The StorageMojo take
I’m asking the question, not answering it. License T&C’s are important, but if the bottom line is that CDDL is incompatible with GPL, will Oracle be able to fix that? Will they want to?
Or does Linux really need AZFS – Almost ZFS?
Courteous comments welcome, of course.
Chris Mason says yes:
http://article.gmane.org/gmane.comp.file-systems.btrfs/2880/match=sun+oracle
🙂
NIHFS (not-invented-here FS) would be a better characterization. Somehow OS X and FreeBSD managed to use ZFS.
Although the two filesystems’ feature set overlaps quite a bit. I think that even if the licensing wasn’t a problem integrating ZFS into the Linux kernel would still prove to be a challenge. Both technically and politically.
Btrfs got to where it is so quickly b/c it is building on mature kernel features. For instance it’s using the same device mapping code for RAID and block abstraction that Linux’s software RAID and LVM are based on.
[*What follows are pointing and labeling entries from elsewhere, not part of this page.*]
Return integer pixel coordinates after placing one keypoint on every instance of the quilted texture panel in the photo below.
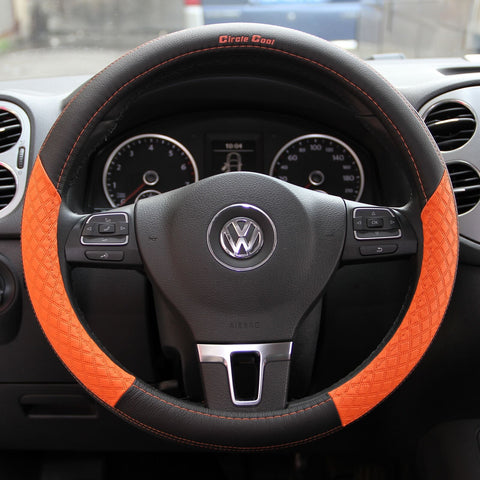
(409, 343)
(85, 360)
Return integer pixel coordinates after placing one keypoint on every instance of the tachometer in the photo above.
(320, 162)
(146, 165)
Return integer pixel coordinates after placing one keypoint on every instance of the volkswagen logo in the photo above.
(241, 237)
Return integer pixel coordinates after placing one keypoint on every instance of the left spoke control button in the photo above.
(105, 229)
(103, 255)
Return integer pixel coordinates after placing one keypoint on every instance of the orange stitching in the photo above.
(87, 83)
(146, 72)
(231, 418)
(223, 447)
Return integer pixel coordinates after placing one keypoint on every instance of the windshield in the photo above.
(41, 38)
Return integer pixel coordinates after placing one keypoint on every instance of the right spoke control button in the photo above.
(378, 249)
(375, 224)
(105, 229)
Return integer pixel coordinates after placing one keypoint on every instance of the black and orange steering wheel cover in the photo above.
(168, 417)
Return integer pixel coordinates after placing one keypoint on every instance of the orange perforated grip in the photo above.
(80, 354)
(422, 320)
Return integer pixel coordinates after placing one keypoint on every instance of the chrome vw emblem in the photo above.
(241, 237)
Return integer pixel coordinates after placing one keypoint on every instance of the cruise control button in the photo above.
(378, 249)
(97, 240)
(122, 228)
(372, 234)
(375, 222)
(358, 223)
(106, 256)
(90, 229)
(106, 228)
(391, 222)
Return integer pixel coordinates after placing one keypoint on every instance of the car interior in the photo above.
(240, 251)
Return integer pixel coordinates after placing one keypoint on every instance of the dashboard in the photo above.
(164, 141)
(162, 156)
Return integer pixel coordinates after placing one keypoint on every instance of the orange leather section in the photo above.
(86, 361)
(404, 350)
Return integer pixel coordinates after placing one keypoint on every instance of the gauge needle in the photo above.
(126, 199)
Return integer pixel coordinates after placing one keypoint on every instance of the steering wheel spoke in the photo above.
(103, 240)
(377, 232)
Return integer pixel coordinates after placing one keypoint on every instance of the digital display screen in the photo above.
(234, 155)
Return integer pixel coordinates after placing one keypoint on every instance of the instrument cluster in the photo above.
(157, 159)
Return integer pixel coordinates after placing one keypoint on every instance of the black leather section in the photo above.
(237, 48)
(201, 427)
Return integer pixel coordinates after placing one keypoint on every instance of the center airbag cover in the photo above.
(303, 235)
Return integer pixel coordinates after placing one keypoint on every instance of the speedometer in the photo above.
(320, 162)
(146, 165)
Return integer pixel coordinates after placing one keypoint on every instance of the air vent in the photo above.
(466, 185)
(452, 125)
(10, 130)
(8, 187)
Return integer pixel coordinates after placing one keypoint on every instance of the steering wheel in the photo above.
(238, 249)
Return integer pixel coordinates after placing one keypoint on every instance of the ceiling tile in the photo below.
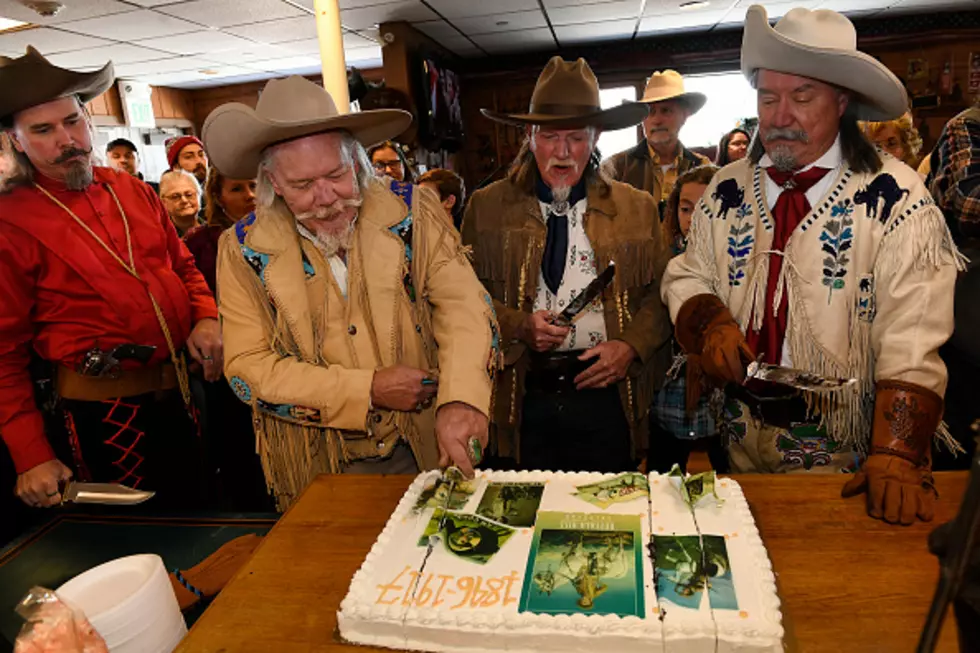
(200, 42)
(252, 52)
(588, 32)
(162, 66)
(72, 11)
(505, 42)
(588, 13)
(365, 17)
(466, 8)
(118, 54)
(132, 26)
(46, 39)
(277, 31)
(224, 13)
(680, 22)
(515, 22)
(437, 29)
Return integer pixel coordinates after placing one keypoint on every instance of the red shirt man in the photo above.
(88, 260)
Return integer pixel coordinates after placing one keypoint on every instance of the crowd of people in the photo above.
(373, 320)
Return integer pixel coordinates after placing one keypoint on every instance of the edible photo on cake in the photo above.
(513, 504)
(585, 564)
(686, 565)
(469, 537)
(434, 495)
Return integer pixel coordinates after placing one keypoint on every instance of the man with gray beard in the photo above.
(573, 396)
(354, 326)
(829, 260)
(98, 285)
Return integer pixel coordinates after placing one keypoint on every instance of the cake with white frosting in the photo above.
(553, 561)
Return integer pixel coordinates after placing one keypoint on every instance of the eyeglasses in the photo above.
(189, 196)
(381, 166)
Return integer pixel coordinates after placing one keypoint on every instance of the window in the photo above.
(612, 142)
(730, 99)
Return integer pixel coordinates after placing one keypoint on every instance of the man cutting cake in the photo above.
(353, 323)
(817, 252)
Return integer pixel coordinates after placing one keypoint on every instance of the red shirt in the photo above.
(63, 294)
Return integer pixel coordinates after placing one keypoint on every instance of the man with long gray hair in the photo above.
(832, 264)
(98, 284)
(574, 395)
(353, 323)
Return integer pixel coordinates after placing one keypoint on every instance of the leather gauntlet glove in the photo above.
(714, 343)
(898, 474)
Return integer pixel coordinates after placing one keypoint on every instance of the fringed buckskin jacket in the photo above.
(868, 273)
(304, 357)
(504, 227)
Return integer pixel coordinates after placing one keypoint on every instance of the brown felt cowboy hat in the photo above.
(31, 80)
(236, 134)
(566, 96)
(669, 85)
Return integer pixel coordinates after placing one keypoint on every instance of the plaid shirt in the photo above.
(955, 176)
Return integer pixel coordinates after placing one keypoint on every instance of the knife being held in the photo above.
(112, 494)
(586, 297)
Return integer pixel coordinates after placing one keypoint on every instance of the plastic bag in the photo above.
(54, 627)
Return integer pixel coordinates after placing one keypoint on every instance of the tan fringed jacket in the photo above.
(504, 226)
(304, 357)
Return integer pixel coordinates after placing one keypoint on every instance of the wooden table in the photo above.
(847, 582)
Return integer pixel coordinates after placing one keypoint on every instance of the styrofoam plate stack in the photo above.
(131, 604)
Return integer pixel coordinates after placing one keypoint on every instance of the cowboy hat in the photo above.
(235, 134)
(669, 85)
(822, 45)
(566, 96)
(31, 80)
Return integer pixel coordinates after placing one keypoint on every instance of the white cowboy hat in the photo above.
(234, 134)
(669, 85)
(822, 45)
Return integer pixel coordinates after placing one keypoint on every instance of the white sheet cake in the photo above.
(525, 562)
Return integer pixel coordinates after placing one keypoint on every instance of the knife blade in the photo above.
(794, 378)
(587, 296)
(112, 494)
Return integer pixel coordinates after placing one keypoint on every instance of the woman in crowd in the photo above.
(225, 421)
(898, 137)
(674, 429)
(451, 190)
(733, 146)
(226, 202)
(388, 159)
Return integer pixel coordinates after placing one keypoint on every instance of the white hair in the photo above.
(176, 174)
(352, 153)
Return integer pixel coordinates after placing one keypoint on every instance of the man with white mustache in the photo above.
(573, 396)
(816, 253)
(353, 323)
(656, 162)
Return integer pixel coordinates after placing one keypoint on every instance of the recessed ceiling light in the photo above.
(7, 23)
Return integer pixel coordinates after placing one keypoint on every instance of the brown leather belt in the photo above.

Which is why it was merged into the mainline kernel so quickly.
So while the end goal may be similar at the end of the day Btrfs is a better fit for Linux. That’s not to say that ZFS on Linux will never happen.
yes — as http://thread.gmane.org/gmane.comp.file-systems.btrfs/2880 notes —
‘the core kernel developers have already stated that ZFS is a “rampant layering violation” and otherwise indicated they do not want ZFS in the Linux kernel, whereas BtrFS has gotten a much more positive response. It may well be that on the /Oracle/ side, the political and technical problems with porting ZFS are smaller than those with finishing BtrFS, but if the kernel developers wouldn’t accept it, _any_ money and effort spent on it would be wasted money and effort.’
“ZFS is a “rampant layering violation—
Funny how this is always brought up, when btrfs itself is a “rampant layering violation” by the same definition.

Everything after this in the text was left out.